À peine nommé à Matignon, François Bayrou a déjà dû affronter sa première crise. L'agence de notation Moody's, qui mesure le risque de non-remboursement d'un emprunteur, a dégradé la note financière de la France, passant de «Aa2» à «Aa3».
« Nous prévoyons que les finances publiques de la France seront considérablement plus faibles au cours des trois prochaines années», explique Moody’s, soulignant « la fragmentation politique » du pays.
La sanction de l'agence de notation rejoint celle des deux autres grandes agences, Standard & Poor's (S&P) et Fitch. Elle intervient donc après la censure du gouvernement de Michel Barnier et du budget 2025, censé faire économiser 60 milliards d'euros à la France. Cette décision aggravera-t-elle la crise politique ?
Alors que Bercy ne semblait pas s’attendre à une nouvelle dégradation aussi rapide, le ministre des finances démissionnaire, Antoine Armand, a dit, dans un message sur X, « prendre acte » de la nouvelle note annoncée par Moody’s. Selon lui, « l’agence a mis en avant les récents développements parlementaires et l’incertitude actuelle qui en découle sur l’amélioration de nos finances publiques ».

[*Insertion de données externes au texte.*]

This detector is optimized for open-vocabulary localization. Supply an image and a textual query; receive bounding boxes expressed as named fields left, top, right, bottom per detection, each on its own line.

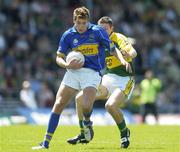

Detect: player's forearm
left=56, top=56, right=67, bottom=68
left=128, top=47, right=137, bottom=59
left=112, top=48, right=125, bottom=63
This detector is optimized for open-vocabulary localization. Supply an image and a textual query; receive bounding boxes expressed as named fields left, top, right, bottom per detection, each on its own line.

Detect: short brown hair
left=98, top=16, right=113, bottom=26
left=73, top=6, right=90, bottom=20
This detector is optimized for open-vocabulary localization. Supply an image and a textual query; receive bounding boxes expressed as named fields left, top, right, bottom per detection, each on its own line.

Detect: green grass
left=0, top=125, right=180, bottom=152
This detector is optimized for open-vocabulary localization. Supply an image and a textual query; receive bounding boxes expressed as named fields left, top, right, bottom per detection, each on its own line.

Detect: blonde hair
left=73, top=6, right=90, bottom=21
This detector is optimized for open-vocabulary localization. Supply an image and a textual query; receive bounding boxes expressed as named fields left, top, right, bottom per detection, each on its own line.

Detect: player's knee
left=54, top=97, right=66, bottom=108
left=105, top=102, right=115, bottom=111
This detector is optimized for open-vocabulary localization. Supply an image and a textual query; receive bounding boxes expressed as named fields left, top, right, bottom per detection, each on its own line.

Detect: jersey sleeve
left=99, top=28, right=115, bottom=51
left=57, top=32, right=70, bottom=56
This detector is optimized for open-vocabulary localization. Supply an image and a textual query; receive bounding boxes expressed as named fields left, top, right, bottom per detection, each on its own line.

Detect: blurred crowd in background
left=0, top=0, right=180, bottom=113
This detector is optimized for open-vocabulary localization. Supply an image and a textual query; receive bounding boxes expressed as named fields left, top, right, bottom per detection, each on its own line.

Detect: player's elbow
left=131, top=47, right=137, bottom=58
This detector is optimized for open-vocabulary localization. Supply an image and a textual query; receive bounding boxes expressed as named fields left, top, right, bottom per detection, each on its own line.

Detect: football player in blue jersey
left=33, top=7, right=130, bottom=150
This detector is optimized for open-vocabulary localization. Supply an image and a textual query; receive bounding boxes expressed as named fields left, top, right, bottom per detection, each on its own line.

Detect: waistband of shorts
left=68, top=68, right=99, bottom=73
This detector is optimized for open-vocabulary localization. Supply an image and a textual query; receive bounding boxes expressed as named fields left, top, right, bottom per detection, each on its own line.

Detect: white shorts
left=61, top=68, right=102, bottom=90
left=101, top=73, right=135, bottom=99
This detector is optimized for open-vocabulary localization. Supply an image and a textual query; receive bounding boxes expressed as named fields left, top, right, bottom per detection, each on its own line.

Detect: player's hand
left=121, top=51, right=131, bottom=59
left=66, top=59, right=83, bottom=70
left=121, top=60, right=132, bottom=73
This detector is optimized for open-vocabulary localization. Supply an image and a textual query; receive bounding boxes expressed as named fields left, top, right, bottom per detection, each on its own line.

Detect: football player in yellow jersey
left=67, top=16, right=137, bottom=148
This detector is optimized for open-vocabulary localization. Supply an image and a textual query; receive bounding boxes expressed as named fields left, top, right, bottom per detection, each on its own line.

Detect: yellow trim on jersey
left=106, top=56, right=131, bottom=69
left=46, top=133, right=53, bottom=136
left=45, top=139, right=51, bottom=142
left=56, top=51, right=65, bottom=58
left=123, top=79, right=134, bottom=96
left=73, top=44, right=99, bottom=55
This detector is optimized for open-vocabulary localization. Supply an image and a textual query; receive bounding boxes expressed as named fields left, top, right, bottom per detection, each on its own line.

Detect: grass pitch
left=0, top=125, right=180, bottom=152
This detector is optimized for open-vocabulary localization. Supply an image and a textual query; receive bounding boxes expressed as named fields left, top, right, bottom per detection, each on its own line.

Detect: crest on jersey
left=73, top=39, right=78, bottom=46
left=89, top=34, right=95, bottom=42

Alors que le gouvernement Barnier misait sur un déficit public de 6,1 % du PIB cette année, et avait construit ses textes budgétaires sur la base d’un déficit public de 5 % en 2025, pour revenir sous la limite des 3 % tolérée par Bruxelles en 2029, Moody’s n’y croit pas. L’agence de notation anticipe un déficit public stagnant à 6,3 % du PIB en 2025, et toujours à 5,2 % en 2027. Ainsi, au lieu de se réduire, la dette publique passerait de 113,3 % du PIB en 2024 à environ 120 % en 2027.

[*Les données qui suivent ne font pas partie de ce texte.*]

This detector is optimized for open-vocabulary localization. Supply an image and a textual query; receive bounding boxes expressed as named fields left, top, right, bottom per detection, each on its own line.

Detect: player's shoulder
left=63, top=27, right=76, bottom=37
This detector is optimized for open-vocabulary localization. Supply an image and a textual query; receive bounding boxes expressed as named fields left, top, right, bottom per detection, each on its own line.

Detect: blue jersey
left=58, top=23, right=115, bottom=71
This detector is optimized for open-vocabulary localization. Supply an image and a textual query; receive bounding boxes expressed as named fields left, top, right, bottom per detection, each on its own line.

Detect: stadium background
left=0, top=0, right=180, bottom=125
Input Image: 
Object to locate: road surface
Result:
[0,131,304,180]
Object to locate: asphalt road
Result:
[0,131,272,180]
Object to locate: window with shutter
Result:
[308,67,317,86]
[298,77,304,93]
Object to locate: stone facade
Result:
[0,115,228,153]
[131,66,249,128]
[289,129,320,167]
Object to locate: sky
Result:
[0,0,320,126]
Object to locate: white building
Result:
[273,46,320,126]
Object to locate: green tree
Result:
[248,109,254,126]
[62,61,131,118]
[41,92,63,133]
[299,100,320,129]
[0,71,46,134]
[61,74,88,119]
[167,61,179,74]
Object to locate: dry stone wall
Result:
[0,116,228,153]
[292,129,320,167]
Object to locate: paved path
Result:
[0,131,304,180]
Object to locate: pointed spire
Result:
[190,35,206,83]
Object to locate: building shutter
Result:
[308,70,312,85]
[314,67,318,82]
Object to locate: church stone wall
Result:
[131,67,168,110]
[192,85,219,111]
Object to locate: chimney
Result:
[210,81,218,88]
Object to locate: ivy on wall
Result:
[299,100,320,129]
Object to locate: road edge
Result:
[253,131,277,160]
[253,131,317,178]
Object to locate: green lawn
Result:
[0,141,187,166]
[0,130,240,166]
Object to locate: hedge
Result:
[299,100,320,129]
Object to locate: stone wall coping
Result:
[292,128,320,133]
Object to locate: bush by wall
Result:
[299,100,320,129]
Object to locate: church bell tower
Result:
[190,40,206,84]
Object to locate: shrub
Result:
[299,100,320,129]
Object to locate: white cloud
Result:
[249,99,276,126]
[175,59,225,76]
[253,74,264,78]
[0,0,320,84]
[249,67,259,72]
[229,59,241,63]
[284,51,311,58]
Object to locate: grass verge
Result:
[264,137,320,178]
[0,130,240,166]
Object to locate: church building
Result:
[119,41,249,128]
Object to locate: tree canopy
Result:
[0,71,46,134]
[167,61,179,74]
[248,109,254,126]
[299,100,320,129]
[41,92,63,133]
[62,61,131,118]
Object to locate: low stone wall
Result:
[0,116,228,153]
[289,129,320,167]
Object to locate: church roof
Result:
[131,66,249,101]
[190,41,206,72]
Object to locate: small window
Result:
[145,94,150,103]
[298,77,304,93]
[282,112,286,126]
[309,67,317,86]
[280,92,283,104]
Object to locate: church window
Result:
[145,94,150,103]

« Si la capacité d’endettement est depuis longtemps un atout relatif de la France en matière de crédit, cet atout s’érode par rapport à ses pairs bénéficiant d’une note similaire », observe Moody’s.

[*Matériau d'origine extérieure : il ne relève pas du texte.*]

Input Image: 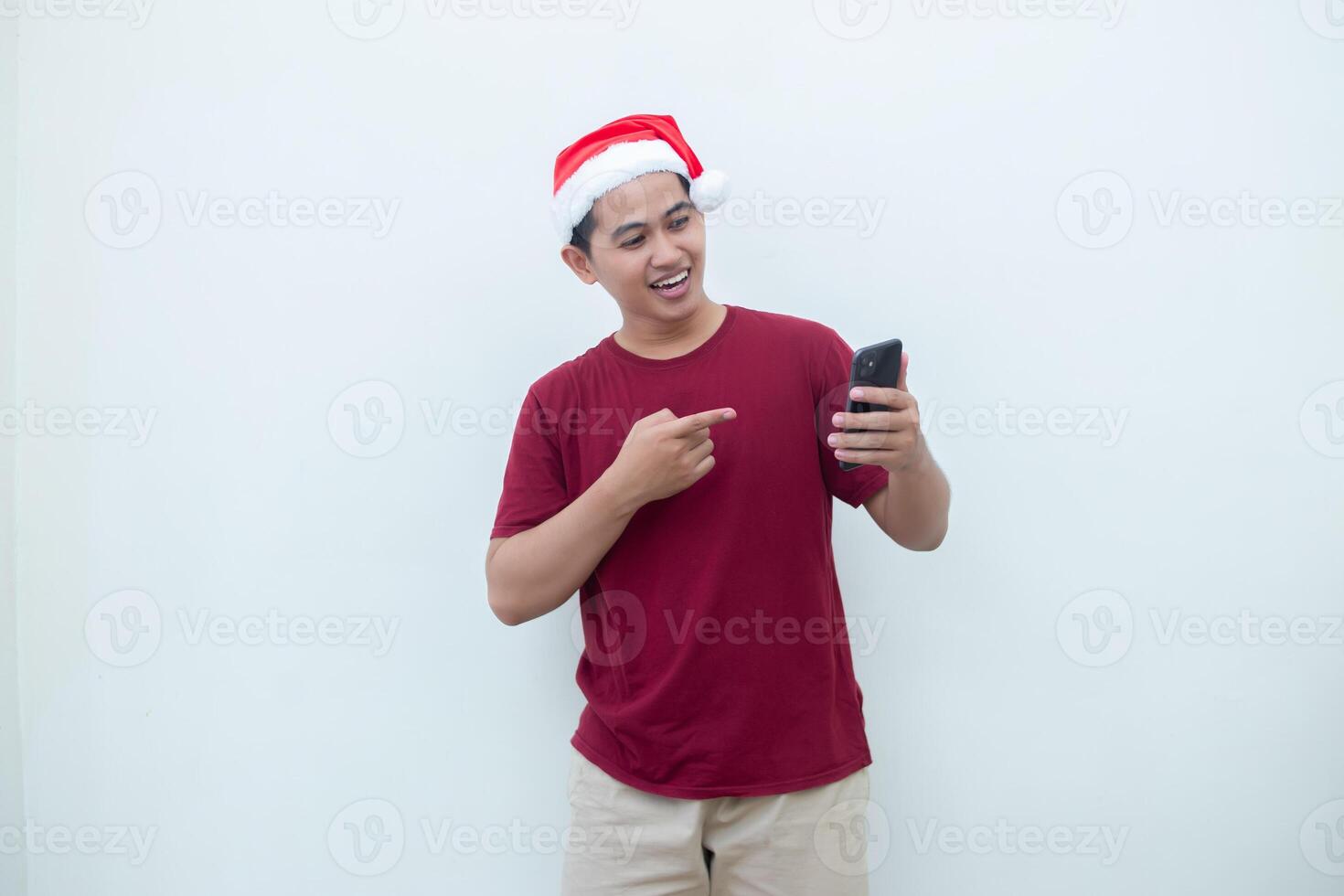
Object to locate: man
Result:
[486,115,949,896]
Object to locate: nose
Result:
[649,229,681,272]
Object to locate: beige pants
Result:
[560,744,869,896]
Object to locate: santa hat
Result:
[551,115,729,241]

Michel Barnier et François Bayrou ont en effet montré une forte attention à ces questions lors de leur passation de pouvoir, vendredi après-midi. Le désormais ancien chef du gouvernement a voulu transmettre un message solennel : « On aurait tort d’oublier le déficit et la dette (…) faute de quoi ils se rappelleront brutalement à nous tous ».
« Nul plus que moi ne connaît la difficulté de la situation », lui a répondu M. Bayrou, rappelant avoir « pris des risques inconsidérés dans [sa] vie politique pour poser la question de la dette et des déficits », faisant référence à des élections, y compris présidentielles, auxquelles il se présentait. « Et tout le monde disait : “Il est complètement fou, on ne fait pas une campagne sur la dette” », a-t-il rappelé.
Jugeant qu’il s’agit d’un problème à la fois financier mais aussi « moral », avec le poids que la dette fait peser sur les enfants, le nouveau Premier ministre a promis que, devant cette situation « héritée de décennies entières », il aurait pour « ligne de conduite » de « ne rien cacher, de ne rien négliger et de ne rien laisser de côté ».